The Elements of a Baseplate Compass
The baseplate of the compass is where all the elements are located and houses. Normally the baseplate is manufactured from 3mm thick hardwearing clear acrylic plastic.
A lanyard allows you to safely secure the compass to yourself or your equipment to prevent you from losing this important piece of equipment.
A fairly common feature of most baseplate compasses and it allows you to pick out fine details on your map and can have other uses such as finding splinters.
Scales / Rules
Along the edges of the baseplate are marked scales / rules to assist you in planning and marking up routes. These scales can be in mm, inches or the more popular map scales such as 1:50k or 1:25k
Some baseplates have romers marked on their surface. These grid-like romers allow the walker to easily read and give accurate grid references. Romers are commonly marked up in the 1:40k, 1:50k or 1:25k map scales.
Some compasses have holes cut through the plastic baseplate and these act as stencils to aide in marking up your map when planning a route.
Direction of Travel Arrow
This is one of the most important markings on the baseplate and key to accurate navigation.
Bezel and Housing (Capsule)
The rotating bezel is marked up into 360 degrees to allows you set your bearing. The liquid filled housing, sometimes referred to as the capsule, is where the magnetic needle is mounted.
Marked on the base of the liquid filled housing is the orienting arrow.
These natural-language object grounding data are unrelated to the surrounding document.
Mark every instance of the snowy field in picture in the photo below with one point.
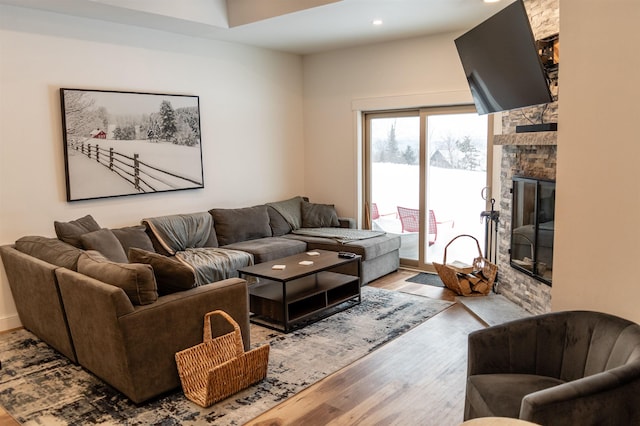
(120, 143)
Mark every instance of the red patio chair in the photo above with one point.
(410, 221)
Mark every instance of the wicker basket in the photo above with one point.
(219, 367)
(478, 282)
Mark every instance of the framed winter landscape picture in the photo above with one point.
(125, 143)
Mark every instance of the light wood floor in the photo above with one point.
(416, 379)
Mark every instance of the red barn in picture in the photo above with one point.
(98, 134)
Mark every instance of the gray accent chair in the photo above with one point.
(563, 368)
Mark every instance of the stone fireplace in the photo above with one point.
(527, 155)
(530, 160)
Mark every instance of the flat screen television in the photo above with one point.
(501, 62)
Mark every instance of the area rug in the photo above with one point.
(428, 279)
(38, 386)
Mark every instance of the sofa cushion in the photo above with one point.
(319, 215)
(369, 248)
(233, 225)
(104, 241)
(291, 210)
(133, 236)
(171, 274)
(270, 248)
(182, 231)
(50, 250)
(70, 232)
(279, 225)
(135, 279)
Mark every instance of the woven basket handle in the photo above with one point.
(444, 261)
(236, 329)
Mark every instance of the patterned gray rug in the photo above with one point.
(38, 386)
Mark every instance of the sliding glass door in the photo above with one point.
(424, 174)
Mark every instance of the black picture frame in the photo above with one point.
(127, 143)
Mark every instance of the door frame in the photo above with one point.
(422, 113)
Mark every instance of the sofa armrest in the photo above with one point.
(133, 347)
(505, 348)
(347, 222)
(609, 397)
(35, 292)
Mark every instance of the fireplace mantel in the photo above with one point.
(532, 138)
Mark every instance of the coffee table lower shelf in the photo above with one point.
(287, 306)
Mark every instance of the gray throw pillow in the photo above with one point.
(319, 215)
(279, 225)
(171, 274)
(106, 243)
(234, 225)
(50, 250)
(70, 232)
(135, 279)
(133, 236)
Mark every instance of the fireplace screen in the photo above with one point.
(532, 227)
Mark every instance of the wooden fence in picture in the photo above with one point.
(143, 176)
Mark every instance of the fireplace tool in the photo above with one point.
(491, 219)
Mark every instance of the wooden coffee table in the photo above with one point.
(285, 299)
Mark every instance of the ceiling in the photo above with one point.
(295, 26)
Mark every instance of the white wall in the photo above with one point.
(597, 246)
(251, 119)
(410, 73)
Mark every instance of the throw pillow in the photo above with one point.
(133, 236)
(319, 215)
(171, 274)
(135, 279)
(106, 243)
(279, 225)
(70, 232)
(233, 225)
(50, 250)
(290, 210)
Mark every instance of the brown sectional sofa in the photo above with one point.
(125, 321)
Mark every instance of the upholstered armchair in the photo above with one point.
(563, 368)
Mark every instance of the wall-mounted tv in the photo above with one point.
(501, 62)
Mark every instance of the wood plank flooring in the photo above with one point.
(416, 379)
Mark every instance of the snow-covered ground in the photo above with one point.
(453, 195)
(88, 179)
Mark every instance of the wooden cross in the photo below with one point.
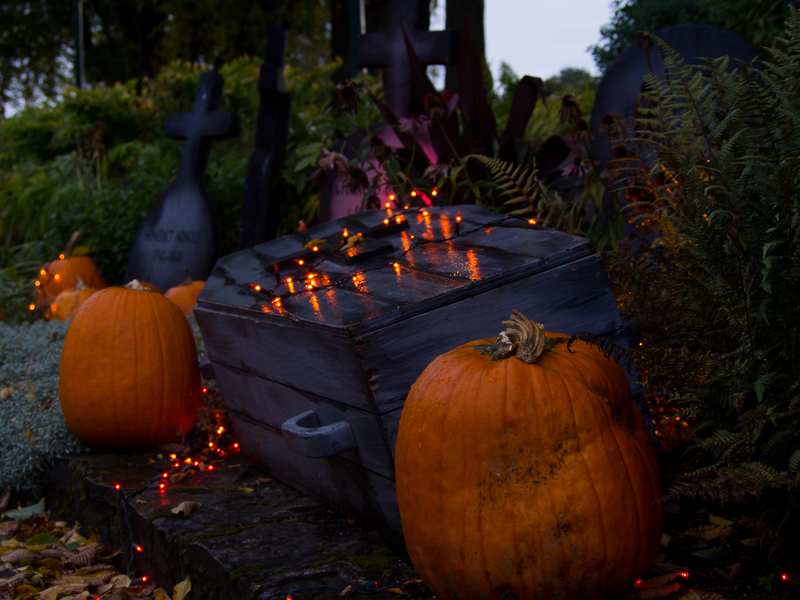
(259, 218)
(388, 50)
(181, 230)
(200, 126)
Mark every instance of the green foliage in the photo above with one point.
(545, 121)
(96, 161)
(719, 304)
(756, 21)
(128, 40)
(32, 428)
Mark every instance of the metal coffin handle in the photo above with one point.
(305, 435)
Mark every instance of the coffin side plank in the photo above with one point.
(272, 404)
(351, 489)
(570, 298)
(313, 361)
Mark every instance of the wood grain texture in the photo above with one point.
(351, 489)
(272, 404)
(319, 362)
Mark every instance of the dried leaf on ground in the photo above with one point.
(19, 554)
(644, 584)
(181, 589)
(186, 508)
(660, 591)
(709, 532)
(702, 595)
(719, 521)
(84, 557)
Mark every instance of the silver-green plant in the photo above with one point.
(32, 428)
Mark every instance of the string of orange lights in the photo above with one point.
(319, 253)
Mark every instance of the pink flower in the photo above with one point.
(334, 160)
(414, 123)
(437, 171)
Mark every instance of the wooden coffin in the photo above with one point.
(315, 370)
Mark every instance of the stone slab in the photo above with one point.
(238, 545)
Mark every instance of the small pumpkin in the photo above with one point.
(185, 294)
(67, 302)
(59, 275)
(128, 376)
(525, 470)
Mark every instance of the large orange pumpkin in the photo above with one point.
(524, 479)
(185, 293)
(128, 376)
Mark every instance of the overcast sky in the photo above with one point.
(540, 37)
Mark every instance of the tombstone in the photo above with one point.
(622, 82)
(259, 215)
(388, 50)
(315, 342)
(181, 230)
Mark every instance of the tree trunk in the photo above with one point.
(455, 13)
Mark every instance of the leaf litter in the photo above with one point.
(42, 558)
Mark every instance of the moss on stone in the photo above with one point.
(382, 560)
(162, 513)
(250, 569)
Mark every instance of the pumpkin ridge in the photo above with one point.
(598, 503)
(644, 551)
(632, 491)
(534, 385)
(147, 299)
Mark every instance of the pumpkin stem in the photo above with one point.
(71, 244)
(188, 279)
(523, 337)
(134, 284)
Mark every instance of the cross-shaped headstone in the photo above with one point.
(388, 50)
(259, 219)
(181, 230)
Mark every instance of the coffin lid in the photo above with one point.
(409, 262)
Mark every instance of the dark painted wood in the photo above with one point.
(181, 230)
(388, 49)
(259, 214)
(572, 297)
(272, 404)
(351, 351)
(310, 360)
(353, 490)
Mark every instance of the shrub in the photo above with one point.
(713, 162)
(32, 429)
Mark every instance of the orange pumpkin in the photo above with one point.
(59, 275)
(185, 294)
(151, 286)
(527, 476)
(67, 302)
(128, 376)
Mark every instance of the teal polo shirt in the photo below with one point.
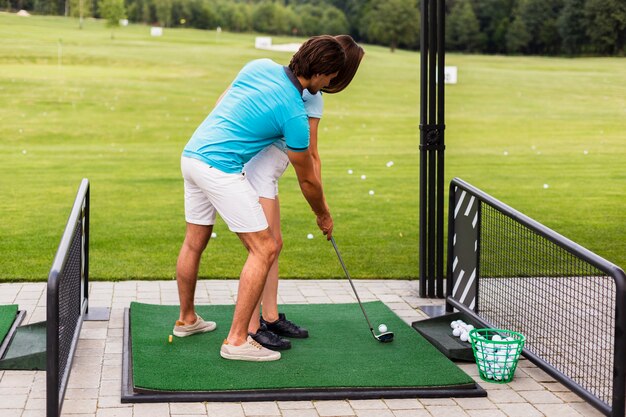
(263, 105)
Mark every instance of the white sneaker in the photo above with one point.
(249, 351)
(199, 326)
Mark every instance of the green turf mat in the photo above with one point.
(7, 316)
(340, 352)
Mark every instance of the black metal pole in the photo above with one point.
(431, 148)
(440, 152)
(423, 233)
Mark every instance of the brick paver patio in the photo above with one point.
(94, 385)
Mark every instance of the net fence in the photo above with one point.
(564, 305)
(70, 300)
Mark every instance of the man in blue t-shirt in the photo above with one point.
(262, 105)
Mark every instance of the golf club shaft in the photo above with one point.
(343, 265)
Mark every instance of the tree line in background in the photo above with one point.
(537, 27)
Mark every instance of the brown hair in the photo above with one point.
(354, 54)
(319, 55)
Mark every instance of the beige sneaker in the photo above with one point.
(249, 351)
(199, 326)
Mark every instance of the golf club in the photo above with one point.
(384, 337)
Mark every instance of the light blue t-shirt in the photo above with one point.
(314, 106)
(261, 106)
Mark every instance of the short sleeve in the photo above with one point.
(296, 133)
(313, 104)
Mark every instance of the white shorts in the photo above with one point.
(264, 170)
(208, 190)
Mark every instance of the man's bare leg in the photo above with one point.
(261, 254)
(271, 208)
(196, 239)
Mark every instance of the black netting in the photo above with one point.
(563, 305)
(70, 299)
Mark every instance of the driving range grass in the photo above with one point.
(76, 103)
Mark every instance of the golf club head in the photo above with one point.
(385, 337)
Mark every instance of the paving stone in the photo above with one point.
(446, 411)
(16, 401)
(404, 404)
(302, 412)
(188, 408)
(520, 410)
(438, 402)
(224, 409)
(12, 379)
(114, 412)
(71, 406)
(540, 397)
(557, 410)
(525, 384)
(586, 410)
(333, 408)
(151, 410)
(295, 405)
(368, 404)
(374, 413)
(112, 401)
(32, 413)
(505, 396)
(411, 413)
(475, 403)
(94, 385)
(486, 413)
(261, 408)
(11, 412)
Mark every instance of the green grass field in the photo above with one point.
(76, 103)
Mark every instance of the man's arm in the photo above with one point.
(311, 187)
(317, 162)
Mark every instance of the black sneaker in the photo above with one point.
(284, 327)
(269, 339)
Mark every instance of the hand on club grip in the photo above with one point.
(325, 223)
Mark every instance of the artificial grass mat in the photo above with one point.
(7, 317)
(340, 352)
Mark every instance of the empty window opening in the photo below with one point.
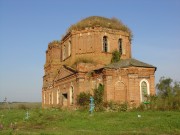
(105, 44)
(120, 46)
(71, 95)
(64, 99)
(144, 91)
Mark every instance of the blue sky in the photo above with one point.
(27, 26)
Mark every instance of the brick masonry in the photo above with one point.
(65, 78)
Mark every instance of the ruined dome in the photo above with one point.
(97, 21)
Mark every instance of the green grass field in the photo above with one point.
(66, 122)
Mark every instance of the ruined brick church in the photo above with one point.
(81, 60)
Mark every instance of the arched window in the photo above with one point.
(71, 95)
(144, 90)
(105, 44)
(50, 98)
(58, 96)
(120, 45)
(69, 48)
(44, 97)
(64, 53)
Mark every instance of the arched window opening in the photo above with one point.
(120, 46)
(58, 96)
(50, 98)
(69, 48)
(44, 98)
(144, 91)
(71, 95)
(105, 44)
(64, 53)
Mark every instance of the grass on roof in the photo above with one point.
(95, 21)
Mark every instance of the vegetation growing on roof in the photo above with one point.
(83, 60)
(115, 56)
(54, 42)
(96, 21)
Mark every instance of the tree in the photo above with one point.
(166, 87)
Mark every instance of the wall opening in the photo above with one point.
(71, 95)
(64, 99)
(144, 90)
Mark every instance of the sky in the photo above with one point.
(27, 26)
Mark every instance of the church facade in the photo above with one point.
(81, 60)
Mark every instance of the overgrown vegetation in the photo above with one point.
(64, 122)
(82, 60)
(115, 56)
(97, 21)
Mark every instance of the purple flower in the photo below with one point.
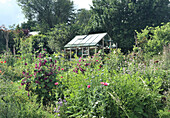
(40, 64)
(22, 84)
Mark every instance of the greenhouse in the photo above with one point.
(87, 45)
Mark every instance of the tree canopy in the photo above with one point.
(120, 18)
(47, 13)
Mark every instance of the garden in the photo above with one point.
(37, 79)
(115, 85)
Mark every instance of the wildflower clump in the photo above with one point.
(42, 81)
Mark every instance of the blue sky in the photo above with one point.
(11, 13)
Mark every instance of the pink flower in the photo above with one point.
(106, 84)
(102, 83)
(56, 83)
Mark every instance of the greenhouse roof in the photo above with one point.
(85, 40)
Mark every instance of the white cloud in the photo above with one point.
(11, 13)
(82, 3)
(4, 1)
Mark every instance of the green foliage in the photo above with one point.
(14, 102)
(47, 13)
(151, 40)
(120, 18)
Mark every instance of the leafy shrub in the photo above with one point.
(152, 40)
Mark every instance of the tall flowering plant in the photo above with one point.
(42, 81)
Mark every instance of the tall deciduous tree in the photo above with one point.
(47, 12)
(120, 18)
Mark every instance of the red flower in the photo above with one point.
(56, 83)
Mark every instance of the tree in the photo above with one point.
(47, 13)
(120, 18)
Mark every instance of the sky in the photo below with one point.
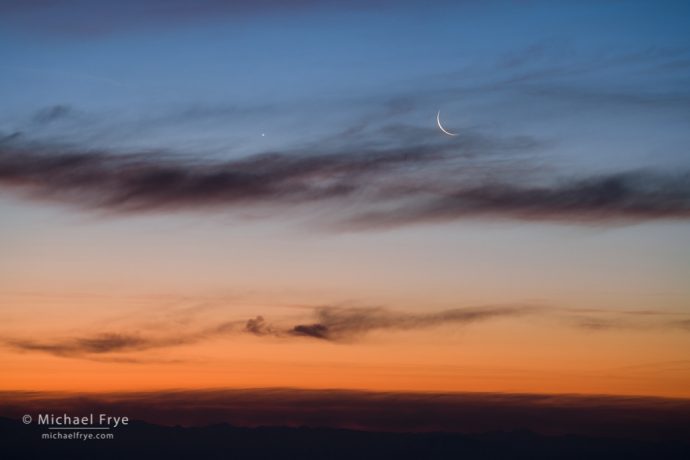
(223, 194)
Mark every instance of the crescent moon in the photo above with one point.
(440, 126)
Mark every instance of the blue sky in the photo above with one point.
(598, 80)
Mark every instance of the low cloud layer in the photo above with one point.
(648, 418)
(373, 187)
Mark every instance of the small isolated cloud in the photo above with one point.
(338, 323)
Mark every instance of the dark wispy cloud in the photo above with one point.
(655, 418)
(338, 324)
(389, 185)
(335, 324)
(344, 323)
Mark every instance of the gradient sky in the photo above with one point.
(545, 248)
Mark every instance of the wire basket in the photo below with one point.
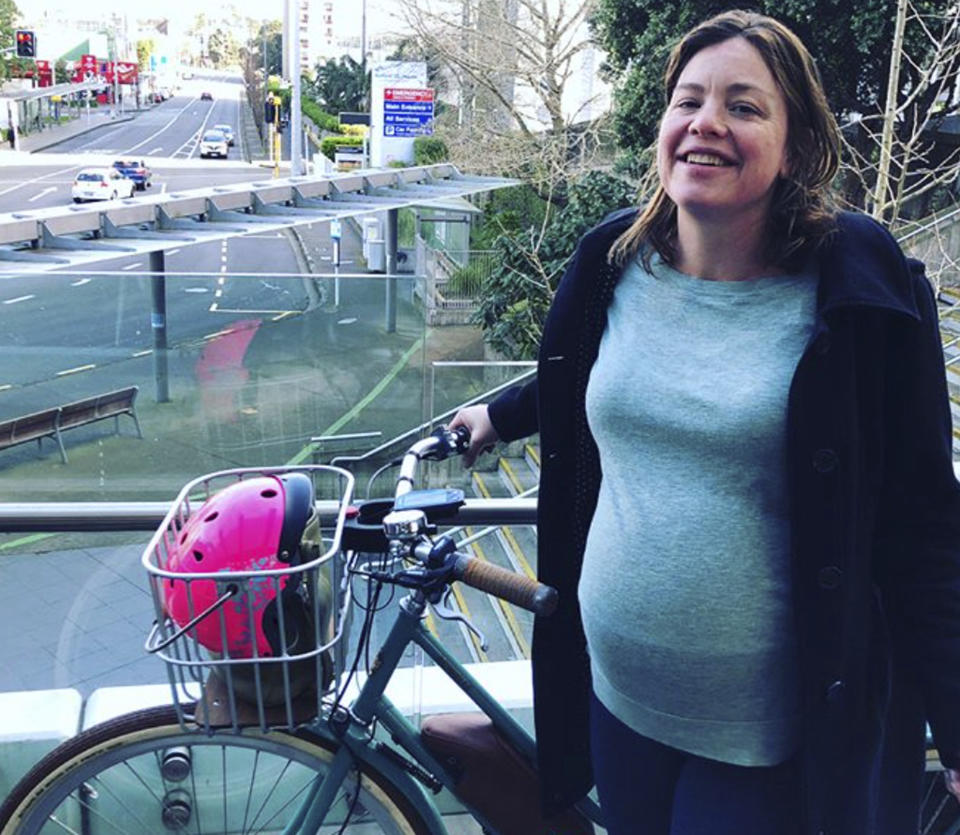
(259, 643)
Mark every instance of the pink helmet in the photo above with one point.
(253, 525)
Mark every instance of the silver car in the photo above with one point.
(227, 131)
(214, 144)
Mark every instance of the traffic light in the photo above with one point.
(26, 43)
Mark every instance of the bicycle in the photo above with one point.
(290, 760)
(245, 747)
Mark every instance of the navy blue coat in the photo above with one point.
(875, 517)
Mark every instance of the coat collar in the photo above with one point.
(861, 265)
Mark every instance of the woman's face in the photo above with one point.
(723, 138)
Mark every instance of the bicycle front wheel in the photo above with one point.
(142, 773)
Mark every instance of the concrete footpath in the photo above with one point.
(54, 134)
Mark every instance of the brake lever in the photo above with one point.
(447, 612)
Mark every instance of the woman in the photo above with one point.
(747, 499)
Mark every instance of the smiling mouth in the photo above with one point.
(694, 158)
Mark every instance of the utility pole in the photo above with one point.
(890, 114)
(296, 120)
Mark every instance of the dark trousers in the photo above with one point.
(646, 788)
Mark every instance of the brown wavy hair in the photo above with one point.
(801, 212)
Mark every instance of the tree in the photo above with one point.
(892, 154)
(509, 62)
(849, 39)
(340, 85)
(531, 257)
(222, 48)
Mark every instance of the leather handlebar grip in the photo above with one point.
(509, 585)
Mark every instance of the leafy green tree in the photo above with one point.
(340, 85)
(530, 257)
(269, 38)
(850, 40)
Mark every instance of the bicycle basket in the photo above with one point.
(249, 594)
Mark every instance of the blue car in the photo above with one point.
(135, 170)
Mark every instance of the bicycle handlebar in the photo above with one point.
(482, 575)
(513, 587)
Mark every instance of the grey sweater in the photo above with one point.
(686, 589)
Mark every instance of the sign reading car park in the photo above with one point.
(407, 112)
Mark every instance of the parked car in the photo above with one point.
(227, 131)
(214, 144)
(101, 184)
(135, 170)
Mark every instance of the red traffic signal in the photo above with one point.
(26, 43)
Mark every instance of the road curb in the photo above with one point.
(90, 129)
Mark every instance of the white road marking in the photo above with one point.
(167, 125)
(40, 194)
(76, 370)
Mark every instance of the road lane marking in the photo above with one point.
(76, 370)
(176, 116)
(372, 395)
(217, 334)
(40, 194)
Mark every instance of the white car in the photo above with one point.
(227, 131)
(214, 144)
(101, 184)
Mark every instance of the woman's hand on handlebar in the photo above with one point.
(482, 434)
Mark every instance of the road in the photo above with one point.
(166, 136)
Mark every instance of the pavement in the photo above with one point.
(98, 117)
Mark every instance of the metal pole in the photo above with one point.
(391, 265)
(296, 120)
(158, 323)
(890, 114)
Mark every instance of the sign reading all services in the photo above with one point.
(407, 112)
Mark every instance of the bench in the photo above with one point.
(51, 422)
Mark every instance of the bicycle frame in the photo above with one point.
(372, 703)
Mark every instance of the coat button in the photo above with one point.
(824, 460)
(835, 692)
(829, 577)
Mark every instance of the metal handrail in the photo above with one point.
(426, 426)
(60, 517)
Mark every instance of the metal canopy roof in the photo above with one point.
(68, 237)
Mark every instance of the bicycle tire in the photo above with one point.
(108, 779)
(939, 811)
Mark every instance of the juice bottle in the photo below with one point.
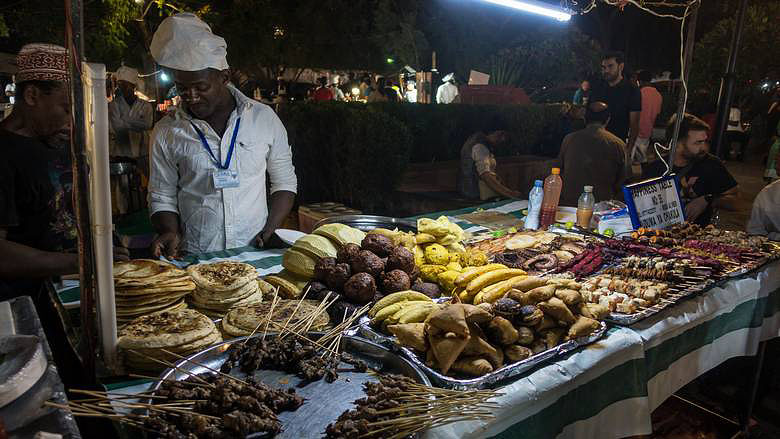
(585, 207)
(534, 206)
(552, 194)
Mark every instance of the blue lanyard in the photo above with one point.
(208, 148)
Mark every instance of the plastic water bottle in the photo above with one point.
(552, 195)
(585, 207)
(535, 199)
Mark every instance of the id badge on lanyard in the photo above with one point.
(223, 177)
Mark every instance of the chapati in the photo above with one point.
(222, 276)
(165, 329)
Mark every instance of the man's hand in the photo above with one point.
(166, 244)
(694, 208)
(121, 254)
(267, 239)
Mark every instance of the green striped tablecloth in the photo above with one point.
(610, 388)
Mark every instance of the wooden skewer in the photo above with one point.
(189, 383)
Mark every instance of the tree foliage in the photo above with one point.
(759, 53)
(536, 60)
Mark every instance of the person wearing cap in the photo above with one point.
(477, 177)
(448, 91)
(594, 157)
(130, 118)
(210, 158)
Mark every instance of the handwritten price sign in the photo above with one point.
(655, 203)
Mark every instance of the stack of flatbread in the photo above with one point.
(145, 286)
(224, 285)
(183, 332)
(239, 322)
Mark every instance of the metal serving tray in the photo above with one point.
(367, 223)
(324, 401)
(494, 379)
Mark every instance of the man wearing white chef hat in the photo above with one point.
(448, 91)
(210, 157)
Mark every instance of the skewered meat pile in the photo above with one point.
(380, 396)
(224, 408)
(291, 355)
(657, 267)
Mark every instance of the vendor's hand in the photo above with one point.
(687, 186)
(166, 245)
(267, 239)
(695, 207)
(121, 254)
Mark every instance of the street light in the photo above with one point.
(534, 7)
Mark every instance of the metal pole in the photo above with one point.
(729, 79)
(754, 387)
(75, 40)
(689, 40)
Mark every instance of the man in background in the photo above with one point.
(594, 157)
(477, 177)
(651, 107)
(621, 96)
(582, 94)
(10, 90)
(765, 217)
(322, 93)
(448, 91)
(706, 184)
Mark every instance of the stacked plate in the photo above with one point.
(224, 285)
(145, 286)
(243, 321)
(182, 332)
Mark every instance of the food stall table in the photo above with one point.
(26, 415)
(610, 388)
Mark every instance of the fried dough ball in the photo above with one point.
(401, 259)
(360, 288)
(394, 281)
(338, 276)
(378, 244)
(368, 262)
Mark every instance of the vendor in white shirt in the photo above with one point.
(765, 217)
(210, 157)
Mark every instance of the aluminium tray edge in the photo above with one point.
(486, 381)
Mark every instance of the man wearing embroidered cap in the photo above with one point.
(207, 190)
(37, 225)
(130, 117)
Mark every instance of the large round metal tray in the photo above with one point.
(324, 401)
(367, 223)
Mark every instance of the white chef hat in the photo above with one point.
(184, 42)
(128, 74)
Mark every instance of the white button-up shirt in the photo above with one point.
(181, 176)
(765, 217)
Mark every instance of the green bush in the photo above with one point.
(344, 153)
(440, 130)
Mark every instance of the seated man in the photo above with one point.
(765, 218)
(592, 156)
(705, 183)
(477, 178)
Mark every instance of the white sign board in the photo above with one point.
(655, 203)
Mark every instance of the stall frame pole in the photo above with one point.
(74, 28)
(683, 99)
(726, 94)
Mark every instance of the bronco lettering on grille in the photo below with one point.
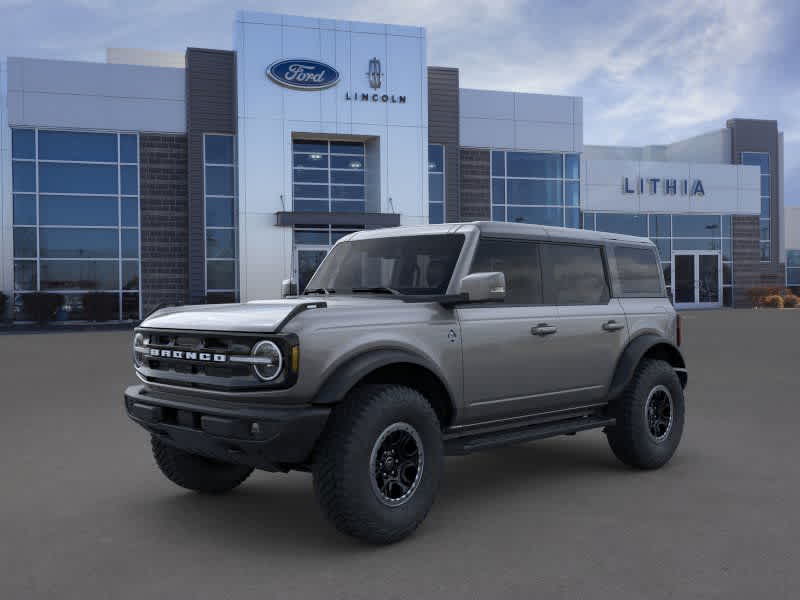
(180, 354)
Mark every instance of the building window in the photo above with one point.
(311, 245)
(76, 221)
(793, 268)
(761, 160)
(674, 232)
(328, 176)
(535, 187)
(219, 159)
(436, 183)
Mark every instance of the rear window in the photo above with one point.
(574, 275)
(638, 272)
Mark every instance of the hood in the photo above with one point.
(264, 316)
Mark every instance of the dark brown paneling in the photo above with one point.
(754, 135)
(475, 199)
(164, 219)
(210, 108)
(443, 129)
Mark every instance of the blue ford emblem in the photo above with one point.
(303, 74)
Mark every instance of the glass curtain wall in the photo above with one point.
(76, 221)
(536, 187)
(674, 233)
(328, 176)
(761, 160)
(436, 183)
(793, 268)
(219, 157)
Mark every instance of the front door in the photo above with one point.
(697, 279)
(307, 259)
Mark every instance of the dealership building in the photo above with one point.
(213, 175)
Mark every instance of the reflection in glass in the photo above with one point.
(66, 178)
(220, 243)
(77, 146)
(80, 275)
(57, 242)
(77, 210)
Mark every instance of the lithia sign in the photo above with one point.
(306, 74)
(667, 186)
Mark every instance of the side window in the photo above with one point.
(518, 261)
(574, 275)
(639, 272)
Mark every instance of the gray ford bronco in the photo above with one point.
(409, 344)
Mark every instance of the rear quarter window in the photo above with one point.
(638, 272)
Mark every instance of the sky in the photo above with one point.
(649, 72)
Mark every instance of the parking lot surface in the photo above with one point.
(84, 513)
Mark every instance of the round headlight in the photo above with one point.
(268, 361)
(138, 342)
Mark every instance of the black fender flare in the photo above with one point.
(636, 349)
(347, 375)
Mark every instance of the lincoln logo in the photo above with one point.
(374, 74)
(301, 74)
(184, 355)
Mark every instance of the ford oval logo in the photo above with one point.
(303, 74)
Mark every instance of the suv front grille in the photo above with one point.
(205, 360)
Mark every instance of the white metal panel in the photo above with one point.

This allows you quickly orientate your compass to the direction you wish to travel.
The orienting lines are marked alongside the orienting arrow and allow you to accurately orientate your compass to the grid marked upon your map.
The declination scale allow you to make adjustments in your bearing to allow for the differences between Grid North and Magnetic North.
The magnetic needle of a baseplate compass is normally marked in two colours – Red denoting North and Black or White denoting South.
These are the basic elements of a baseplate compass and additional features can be found across different brands / models such as luminous markers, GPS error stencils, protractors, inclinometers to name but a few but they are just added helpful extras and are not essential for most walkers.
The baseplate compass is perhaps one the most important pieces of kit a walker should learn to use.